Siamo nella prima parte dell’Ottocento in epoca vittoriana. Le tre sorelle Brontë – Charlotte, Emily e Anne – e il fratello Branwell (interpretato da Fionn Whitehead) vivono ad Haworth, una piccola comunità nello Yorkshire, con il padre Patrick (interpretato da Adrian Dunbar), un reverendo protestante tradizionalista rimasto vedovo e la zia Elisabeth, sua sorella. Branwell è un giovane artista allegro e piuttosto avventato.

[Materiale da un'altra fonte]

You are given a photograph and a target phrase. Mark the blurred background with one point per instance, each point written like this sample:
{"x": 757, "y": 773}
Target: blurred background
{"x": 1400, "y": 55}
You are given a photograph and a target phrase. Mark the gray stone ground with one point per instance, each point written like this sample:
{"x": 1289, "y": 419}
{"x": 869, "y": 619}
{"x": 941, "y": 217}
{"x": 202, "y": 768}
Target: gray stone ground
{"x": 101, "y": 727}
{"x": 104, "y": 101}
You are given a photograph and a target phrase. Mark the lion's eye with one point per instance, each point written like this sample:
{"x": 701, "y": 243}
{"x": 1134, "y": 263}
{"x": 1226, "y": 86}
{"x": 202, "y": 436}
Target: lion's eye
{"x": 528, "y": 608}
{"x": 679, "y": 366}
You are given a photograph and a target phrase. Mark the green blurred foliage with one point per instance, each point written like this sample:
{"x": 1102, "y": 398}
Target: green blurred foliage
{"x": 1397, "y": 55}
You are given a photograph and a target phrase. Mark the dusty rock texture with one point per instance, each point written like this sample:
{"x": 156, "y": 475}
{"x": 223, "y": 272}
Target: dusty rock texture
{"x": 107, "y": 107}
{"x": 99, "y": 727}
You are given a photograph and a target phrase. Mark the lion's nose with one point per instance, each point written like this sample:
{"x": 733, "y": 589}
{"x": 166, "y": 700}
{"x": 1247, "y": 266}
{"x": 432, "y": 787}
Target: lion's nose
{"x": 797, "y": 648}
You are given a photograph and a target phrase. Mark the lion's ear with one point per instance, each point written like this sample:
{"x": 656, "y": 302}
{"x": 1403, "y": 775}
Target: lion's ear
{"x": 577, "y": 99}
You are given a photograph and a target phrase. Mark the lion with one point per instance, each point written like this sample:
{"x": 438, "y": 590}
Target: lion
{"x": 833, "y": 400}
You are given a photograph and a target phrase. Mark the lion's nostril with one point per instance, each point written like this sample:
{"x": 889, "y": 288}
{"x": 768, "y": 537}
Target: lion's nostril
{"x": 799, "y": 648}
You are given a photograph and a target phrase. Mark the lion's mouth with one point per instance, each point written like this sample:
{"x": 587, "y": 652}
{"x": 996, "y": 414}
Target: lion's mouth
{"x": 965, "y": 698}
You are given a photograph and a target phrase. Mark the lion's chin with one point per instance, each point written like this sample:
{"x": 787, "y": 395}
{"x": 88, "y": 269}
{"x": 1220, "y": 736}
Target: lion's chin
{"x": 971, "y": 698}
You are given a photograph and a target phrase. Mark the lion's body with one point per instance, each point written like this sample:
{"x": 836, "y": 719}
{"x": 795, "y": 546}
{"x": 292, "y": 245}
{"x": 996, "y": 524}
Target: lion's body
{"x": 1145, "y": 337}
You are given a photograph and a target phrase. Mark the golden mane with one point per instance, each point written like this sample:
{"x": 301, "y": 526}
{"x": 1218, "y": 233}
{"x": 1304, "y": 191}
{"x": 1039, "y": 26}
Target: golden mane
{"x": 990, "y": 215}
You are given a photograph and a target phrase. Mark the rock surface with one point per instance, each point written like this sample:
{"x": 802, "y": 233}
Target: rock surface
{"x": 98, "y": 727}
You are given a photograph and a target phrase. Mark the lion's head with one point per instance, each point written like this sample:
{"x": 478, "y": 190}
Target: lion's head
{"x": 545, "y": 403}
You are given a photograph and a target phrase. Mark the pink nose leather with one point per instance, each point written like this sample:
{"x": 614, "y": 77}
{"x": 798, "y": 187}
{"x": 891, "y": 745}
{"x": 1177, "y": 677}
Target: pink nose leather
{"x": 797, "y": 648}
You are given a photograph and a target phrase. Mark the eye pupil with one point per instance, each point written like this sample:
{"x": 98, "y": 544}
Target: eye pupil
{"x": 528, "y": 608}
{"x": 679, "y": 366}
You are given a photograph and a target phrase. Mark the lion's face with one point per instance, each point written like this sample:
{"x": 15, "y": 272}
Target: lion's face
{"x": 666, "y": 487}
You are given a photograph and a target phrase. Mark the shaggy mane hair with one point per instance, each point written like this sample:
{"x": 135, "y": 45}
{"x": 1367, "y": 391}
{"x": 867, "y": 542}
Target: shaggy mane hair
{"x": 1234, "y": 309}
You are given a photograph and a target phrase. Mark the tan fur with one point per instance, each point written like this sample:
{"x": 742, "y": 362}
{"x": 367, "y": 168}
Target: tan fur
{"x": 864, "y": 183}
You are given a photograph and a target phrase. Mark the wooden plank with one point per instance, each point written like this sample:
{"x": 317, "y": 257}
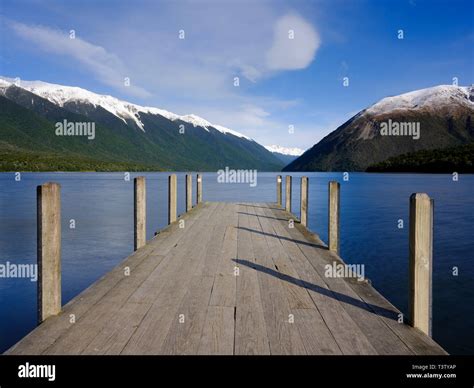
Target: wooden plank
{"x": 334, "y": 216}
{"x": 49, "y": 250}
{"x": 218, "y": 334}
{"x": 372, "y": 325}
{"x": 153, "y": 330}
{"x": 185, "y": 332}
{"x": 421, "y": 262}
{"x": 139, "y": 212}
{"x": 45, "y": 335}
{"x": 349, "y": 337}
{"x": 297, "y": 295}
{"x": 283, "y": 334}
{"x": 250, "y": 329}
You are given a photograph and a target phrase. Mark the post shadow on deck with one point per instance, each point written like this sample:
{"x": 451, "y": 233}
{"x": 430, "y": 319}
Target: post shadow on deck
{"x": 420, "y": 259}
{"x": 321, "y": 290}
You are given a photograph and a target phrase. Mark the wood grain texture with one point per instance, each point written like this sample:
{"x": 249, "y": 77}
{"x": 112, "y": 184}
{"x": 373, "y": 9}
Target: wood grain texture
{"x": 237, "y": 279}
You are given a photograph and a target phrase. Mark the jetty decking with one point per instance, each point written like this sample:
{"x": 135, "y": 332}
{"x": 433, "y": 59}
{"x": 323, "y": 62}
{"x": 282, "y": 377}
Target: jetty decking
{"x": 228, "y": 278}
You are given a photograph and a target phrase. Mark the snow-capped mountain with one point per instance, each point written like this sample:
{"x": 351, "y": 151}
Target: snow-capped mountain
{"x": 426, "y": 99}
{"x": 284, "y": 150}
{"x": 444, "y": 116}
{"x": 62, "y": 95}
{"x": 285, "y": 154}
{"x": 127, "y": 136}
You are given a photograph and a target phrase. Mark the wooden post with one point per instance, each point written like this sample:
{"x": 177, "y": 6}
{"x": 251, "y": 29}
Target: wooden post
{"x": 172, "y": 198}
{"x": 279, "y": 190}
{"x": 139, "y": 195}
{"x": 334, "y": 216}
{"x": 189, "y": 192}
{"x": 304, "y": 201}
{"x": 199, "y": 188}
{"x": 421, "y": 261}
{"x": 288, "y": 194}
{"x": 49, "y": 250}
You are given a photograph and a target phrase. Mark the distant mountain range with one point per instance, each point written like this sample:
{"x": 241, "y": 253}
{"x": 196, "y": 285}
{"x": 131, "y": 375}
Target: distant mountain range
{"x": 427, "y": 119}
{"x": 285, "y": 154}
{"x": 127, "y": 136}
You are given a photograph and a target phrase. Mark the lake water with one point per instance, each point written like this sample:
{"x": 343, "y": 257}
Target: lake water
{"x": 371, "y": 205}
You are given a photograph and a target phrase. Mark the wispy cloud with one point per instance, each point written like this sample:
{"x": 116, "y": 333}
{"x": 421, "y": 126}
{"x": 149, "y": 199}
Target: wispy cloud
{"x": 106, "y": 67}
{"x": 195, "y": 74}
{"x": 294, "y": 44}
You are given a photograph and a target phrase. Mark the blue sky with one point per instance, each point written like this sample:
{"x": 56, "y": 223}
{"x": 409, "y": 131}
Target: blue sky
{"x": 282, "y": 81}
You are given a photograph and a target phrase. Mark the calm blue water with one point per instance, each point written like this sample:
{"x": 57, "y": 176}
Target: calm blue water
{"x": 371, "y": 205}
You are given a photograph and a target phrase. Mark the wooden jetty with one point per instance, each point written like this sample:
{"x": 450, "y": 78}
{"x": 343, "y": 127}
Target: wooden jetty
{"x": 230, "y": 279}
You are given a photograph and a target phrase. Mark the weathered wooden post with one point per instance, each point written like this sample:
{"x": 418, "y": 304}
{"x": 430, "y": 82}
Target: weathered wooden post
{"x": 421, "y": 261}
{"x": 288, "y": 194}
{"x": 304, "y": 201}
{"x": 279, "y": 190}
{"x": 199, "y": 188}
{"x": 189, "y": 192}
{"x": 49, "y": 250}
{"x": 172, "y": 198}
{"x": 334, "y": 216}
{"x": 139, "y": 195}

Charlotte (interpretata da Alexandra Dowling), la più grande e giudiziosa tra le sorelle, va ad insegnare in un paese vicino per incontrare un destino socialmente accettabile e così dovrebbe fare anche Emily (interpretata da Emma Mackey), che però, a causa dei suoi comportamenti troppo “strani” (forse malata?), viene rimandata a casa dopo qualche mese. Anne (interpretata da Amelia Gething) è la sorella più piccola molto legata ad Emily. Tutti i fratelli sembrano molto legati e fin da piccoli passavano le giornate a giocare sempre tra loro, inventando giochi fantasiosi e letterari. Amano tutti scrivere, chi poesie, chi racconti.
Tra Branwell ed Emily c’è un rapporto molto stretto, al limite del morboso. Lei si fa influenzare e coinvolgere nelle cose un po’ folli che lui fa. È sola, non fa amicizia facilmente, il suo unico amico è lui, l’unico che la capisce o almeno così a lei sembra.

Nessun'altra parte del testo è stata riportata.